If true, crop the source image into a circle.

norm bool

Normalize the output Mat to grayscale and convert type to CV_8U

RollingGuidanceFilter(IInputArray, IOutputArray, int, double, double, int, BorderType)

Applies the rolling guidance filter to an image

public static void RollingGuidanceFilter(IInputArray src, IOutputArray dst, int d = -1, double sigmaColor = 25, double sigmaSpace = 3, int numOfIter = 4, BorderType borderType = BorderType.Default)

Parameters

src IInputArray

Source 8-bit or floating-point, 1-channel or 3-channel image.

dst IOutputArray

Destination image of the same size and type as src.

d int

Diameter of each pixel neighborhood that is used during filtering. If it is non-positive, it is computed from sigmaSpace .

sigmaColor double

Filter sigma in the color space. A larger value of the parameter means that farther colors within the pixel neighborhood (see sigmaSpace ) will be mixed together, resulting in larger areas of semi-equal color.

sigmaSpace double

Filter sigma in the coordinate space. A larger value of the parameter means that farther pixels will influence each other as long as their colors are close enough (see sigmaColor ).

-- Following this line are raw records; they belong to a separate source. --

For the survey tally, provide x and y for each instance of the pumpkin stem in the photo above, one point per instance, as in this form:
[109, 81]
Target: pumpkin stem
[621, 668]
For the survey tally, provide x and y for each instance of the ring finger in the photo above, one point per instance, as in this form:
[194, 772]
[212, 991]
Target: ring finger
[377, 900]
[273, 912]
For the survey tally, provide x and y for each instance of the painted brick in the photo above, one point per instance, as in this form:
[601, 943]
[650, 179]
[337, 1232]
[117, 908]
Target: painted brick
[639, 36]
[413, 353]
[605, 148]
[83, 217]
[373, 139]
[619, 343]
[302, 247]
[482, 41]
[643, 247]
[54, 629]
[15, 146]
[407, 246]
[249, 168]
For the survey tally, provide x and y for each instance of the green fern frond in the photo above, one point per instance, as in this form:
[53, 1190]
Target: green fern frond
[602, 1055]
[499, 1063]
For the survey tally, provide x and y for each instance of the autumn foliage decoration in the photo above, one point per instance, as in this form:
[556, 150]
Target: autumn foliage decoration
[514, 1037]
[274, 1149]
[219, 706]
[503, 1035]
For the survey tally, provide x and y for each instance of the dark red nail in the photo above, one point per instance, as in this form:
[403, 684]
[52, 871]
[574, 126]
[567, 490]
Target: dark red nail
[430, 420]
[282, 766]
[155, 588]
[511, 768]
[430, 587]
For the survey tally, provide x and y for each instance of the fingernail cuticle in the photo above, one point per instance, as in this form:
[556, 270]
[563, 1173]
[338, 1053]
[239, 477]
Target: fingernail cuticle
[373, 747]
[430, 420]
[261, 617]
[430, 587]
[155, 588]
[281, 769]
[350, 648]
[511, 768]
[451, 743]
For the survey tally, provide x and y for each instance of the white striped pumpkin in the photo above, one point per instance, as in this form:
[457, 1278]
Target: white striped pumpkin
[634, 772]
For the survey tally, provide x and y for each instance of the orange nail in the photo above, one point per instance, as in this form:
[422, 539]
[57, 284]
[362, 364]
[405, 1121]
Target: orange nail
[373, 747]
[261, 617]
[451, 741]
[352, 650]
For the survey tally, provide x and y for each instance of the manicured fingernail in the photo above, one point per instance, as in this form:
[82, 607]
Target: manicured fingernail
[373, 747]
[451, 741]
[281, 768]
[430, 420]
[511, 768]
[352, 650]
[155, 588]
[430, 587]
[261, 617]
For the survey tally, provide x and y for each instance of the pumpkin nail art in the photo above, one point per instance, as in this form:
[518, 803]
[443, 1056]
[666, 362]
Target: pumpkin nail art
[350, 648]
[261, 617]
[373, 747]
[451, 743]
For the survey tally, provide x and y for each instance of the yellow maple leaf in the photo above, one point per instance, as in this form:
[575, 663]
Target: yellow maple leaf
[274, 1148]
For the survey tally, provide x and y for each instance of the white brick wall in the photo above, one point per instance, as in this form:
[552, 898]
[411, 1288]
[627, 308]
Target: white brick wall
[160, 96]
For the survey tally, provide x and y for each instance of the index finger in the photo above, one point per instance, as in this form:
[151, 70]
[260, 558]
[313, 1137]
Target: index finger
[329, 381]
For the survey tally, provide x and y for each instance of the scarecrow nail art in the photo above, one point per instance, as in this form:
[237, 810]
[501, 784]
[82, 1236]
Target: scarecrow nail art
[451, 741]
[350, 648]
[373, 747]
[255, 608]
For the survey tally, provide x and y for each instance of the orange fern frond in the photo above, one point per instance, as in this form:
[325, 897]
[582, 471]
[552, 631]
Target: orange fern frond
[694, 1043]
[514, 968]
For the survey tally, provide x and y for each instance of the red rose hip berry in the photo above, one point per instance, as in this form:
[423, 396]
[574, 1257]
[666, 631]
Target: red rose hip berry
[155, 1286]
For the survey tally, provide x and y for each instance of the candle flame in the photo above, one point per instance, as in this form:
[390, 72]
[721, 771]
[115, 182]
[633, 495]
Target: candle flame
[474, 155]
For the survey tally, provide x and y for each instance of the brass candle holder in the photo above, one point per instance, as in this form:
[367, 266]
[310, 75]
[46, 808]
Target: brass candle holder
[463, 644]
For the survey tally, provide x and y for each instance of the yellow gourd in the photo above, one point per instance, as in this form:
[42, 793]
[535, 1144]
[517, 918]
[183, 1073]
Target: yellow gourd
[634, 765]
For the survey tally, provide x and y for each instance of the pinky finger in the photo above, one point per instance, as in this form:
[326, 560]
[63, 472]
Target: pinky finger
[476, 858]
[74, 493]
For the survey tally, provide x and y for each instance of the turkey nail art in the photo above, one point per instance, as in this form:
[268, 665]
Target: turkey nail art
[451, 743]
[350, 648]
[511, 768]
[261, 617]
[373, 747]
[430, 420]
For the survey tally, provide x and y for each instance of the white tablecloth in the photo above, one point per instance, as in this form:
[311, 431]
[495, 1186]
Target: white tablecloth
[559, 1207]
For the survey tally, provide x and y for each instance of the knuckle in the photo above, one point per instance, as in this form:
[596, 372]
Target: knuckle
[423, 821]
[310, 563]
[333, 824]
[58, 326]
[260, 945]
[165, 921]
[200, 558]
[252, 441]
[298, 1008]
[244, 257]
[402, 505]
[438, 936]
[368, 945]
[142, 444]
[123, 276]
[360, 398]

When d>0 , it specifies the neighborhood size regardless of sigmaSpace . Otherwise, d is proportional to sigmaSpace .

numOfIter int

Number of iterations of joint edge-preserving filtering applied on the source image.

borderType BorderType

Border type

Thinning(IInputArray, IOutputArray, ThinningTypes)

Applies a binary blob thinning operation, to achieve a skeletization of the input image. The function transforms a binary blob image into a skeletized form using the technique of Zhang-Suen.

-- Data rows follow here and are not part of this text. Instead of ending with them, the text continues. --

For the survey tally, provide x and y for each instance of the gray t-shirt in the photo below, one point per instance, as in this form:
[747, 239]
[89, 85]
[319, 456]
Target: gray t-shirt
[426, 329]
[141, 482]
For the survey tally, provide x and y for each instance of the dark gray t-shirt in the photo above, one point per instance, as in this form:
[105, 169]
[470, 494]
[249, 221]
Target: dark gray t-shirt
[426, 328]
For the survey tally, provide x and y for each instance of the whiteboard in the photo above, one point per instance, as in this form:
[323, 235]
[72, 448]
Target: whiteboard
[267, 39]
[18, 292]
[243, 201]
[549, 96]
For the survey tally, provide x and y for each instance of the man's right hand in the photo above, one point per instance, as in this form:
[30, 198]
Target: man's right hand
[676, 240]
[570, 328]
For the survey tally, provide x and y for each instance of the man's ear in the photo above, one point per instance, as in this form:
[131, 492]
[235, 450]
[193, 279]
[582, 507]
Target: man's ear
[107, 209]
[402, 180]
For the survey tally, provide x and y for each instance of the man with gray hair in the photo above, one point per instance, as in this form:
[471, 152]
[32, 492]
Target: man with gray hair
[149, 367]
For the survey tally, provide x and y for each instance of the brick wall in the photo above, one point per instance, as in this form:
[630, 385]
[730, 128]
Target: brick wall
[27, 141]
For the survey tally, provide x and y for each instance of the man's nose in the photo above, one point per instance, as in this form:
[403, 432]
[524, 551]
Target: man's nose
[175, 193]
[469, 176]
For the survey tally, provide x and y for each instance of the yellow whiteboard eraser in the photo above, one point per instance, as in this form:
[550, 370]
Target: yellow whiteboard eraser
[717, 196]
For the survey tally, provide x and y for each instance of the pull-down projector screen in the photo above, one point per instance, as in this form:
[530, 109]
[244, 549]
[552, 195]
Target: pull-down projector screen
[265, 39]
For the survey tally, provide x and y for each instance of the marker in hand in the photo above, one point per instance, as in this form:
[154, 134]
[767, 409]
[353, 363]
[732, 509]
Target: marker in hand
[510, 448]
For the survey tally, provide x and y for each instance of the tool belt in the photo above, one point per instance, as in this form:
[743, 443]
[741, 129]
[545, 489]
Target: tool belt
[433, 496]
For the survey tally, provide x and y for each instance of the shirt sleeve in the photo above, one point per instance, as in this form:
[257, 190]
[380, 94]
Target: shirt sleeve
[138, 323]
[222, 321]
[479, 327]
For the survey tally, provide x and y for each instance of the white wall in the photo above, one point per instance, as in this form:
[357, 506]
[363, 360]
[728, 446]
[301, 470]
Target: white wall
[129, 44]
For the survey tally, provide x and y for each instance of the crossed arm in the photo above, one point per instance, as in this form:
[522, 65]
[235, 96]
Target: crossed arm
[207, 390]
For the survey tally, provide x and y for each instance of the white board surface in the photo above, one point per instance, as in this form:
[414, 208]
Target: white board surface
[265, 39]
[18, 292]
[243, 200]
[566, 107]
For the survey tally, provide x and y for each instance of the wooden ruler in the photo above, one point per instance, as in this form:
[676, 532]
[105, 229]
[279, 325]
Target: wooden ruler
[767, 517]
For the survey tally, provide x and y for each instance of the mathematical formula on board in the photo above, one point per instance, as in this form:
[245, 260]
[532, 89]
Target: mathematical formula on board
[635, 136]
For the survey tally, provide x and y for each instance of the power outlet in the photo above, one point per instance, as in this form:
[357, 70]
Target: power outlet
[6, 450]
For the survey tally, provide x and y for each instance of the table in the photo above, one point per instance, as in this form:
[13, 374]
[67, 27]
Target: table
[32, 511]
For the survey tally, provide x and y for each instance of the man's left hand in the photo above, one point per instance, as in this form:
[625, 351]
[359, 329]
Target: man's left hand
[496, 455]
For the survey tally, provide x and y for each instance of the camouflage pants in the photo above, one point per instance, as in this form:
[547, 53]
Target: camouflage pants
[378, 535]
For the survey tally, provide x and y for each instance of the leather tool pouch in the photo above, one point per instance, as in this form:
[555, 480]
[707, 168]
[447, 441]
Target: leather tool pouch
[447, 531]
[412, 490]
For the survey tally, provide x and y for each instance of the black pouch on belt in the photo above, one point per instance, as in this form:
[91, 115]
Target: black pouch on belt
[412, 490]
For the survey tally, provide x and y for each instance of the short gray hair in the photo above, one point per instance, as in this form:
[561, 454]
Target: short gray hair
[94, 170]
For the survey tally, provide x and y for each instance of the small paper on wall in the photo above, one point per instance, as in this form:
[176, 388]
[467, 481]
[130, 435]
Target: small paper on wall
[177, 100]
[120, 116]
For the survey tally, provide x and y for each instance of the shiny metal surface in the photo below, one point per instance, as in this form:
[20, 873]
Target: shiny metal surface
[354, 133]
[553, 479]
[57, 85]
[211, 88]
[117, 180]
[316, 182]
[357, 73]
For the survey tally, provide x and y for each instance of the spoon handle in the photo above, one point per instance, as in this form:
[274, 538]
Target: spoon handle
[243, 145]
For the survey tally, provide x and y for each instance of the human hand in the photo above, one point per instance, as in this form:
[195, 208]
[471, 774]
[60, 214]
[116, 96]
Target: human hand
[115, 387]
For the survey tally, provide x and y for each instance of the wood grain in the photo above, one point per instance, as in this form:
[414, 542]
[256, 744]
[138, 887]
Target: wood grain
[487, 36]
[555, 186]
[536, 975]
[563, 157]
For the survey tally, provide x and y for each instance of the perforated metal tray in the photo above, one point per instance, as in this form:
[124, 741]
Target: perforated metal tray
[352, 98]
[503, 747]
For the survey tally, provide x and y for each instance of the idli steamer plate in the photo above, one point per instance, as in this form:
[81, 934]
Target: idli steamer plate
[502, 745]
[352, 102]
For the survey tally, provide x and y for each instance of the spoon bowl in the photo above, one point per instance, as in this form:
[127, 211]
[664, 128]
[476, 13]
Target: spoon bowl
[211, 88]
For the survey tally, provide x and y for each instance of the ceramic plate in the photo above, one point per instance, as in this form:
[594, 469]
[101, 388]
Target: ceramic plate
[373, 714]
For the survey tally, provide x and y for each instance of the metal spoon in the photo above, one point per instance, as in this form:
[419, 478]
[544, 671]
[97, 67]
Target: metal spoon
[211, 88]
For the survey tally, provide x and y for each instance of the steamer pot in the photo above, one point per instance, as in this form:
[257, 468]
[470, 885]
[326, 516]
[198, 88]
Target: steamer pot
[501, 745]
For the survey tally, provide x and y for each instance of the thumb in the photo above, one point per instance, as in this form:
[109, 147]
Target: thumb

public static void Thinning(IInputArray src, IOutputArray dst, ThinningTypes thinningType)

Parameters

src IInputArray

Source 8-bit single-channel image, containing binary blobs, with blobs having 255 pixel values.

dst IOutputArray

Destination image of the same size and the same type as src. The function can work in-place.

thinningType ThinningTypes

Value that defines which thinning algorithm should be used.

WeightedMedianFilter(IInputArray, IInputArray, IOutputArray, int, double, WMFWeightType, Mat)

Applies weighted median filter to an image.

public static void WeightedMedianFilter(IInputArray joint, IInputArray src, IOutputArray dst, int r, double sigma = 25.5, WMFWeightType weightType = WMFWeightType.Exp, Mat mask = null)

Parameters

joint IInputArray

Joint 8-bit, 1-channel or 3-channel image.

src IInputArray

Source 8-bit or floating-point, 1-channel or 3-channel image.

dst IOutputArray

Destination image.

r int

Radius of filtering kernel, should be a positive integer.

sigma double

Filter range standard deviation for the joint image.

weightType WMFWeightType

The type of weight definition

mask Mat

A 0-1 mask that has the same size with I. This mask is used to ignore the effect of some pixels. If the pixel value on mask is 0, the pixel will be ignored when maintaining the joint-histogram. This is useful for applications like optical flow occlusion handling.

Remarks

For more details about this implementation, please see: Qi Zhang, Li Xu, and Jiaya Jia. 100+ times faster weighted median filter (wmf). In Computer Vision and Pattern Recognition (CVPR), 2014 IEEE Conference on, pages 2830–2837. IEEE, 2014.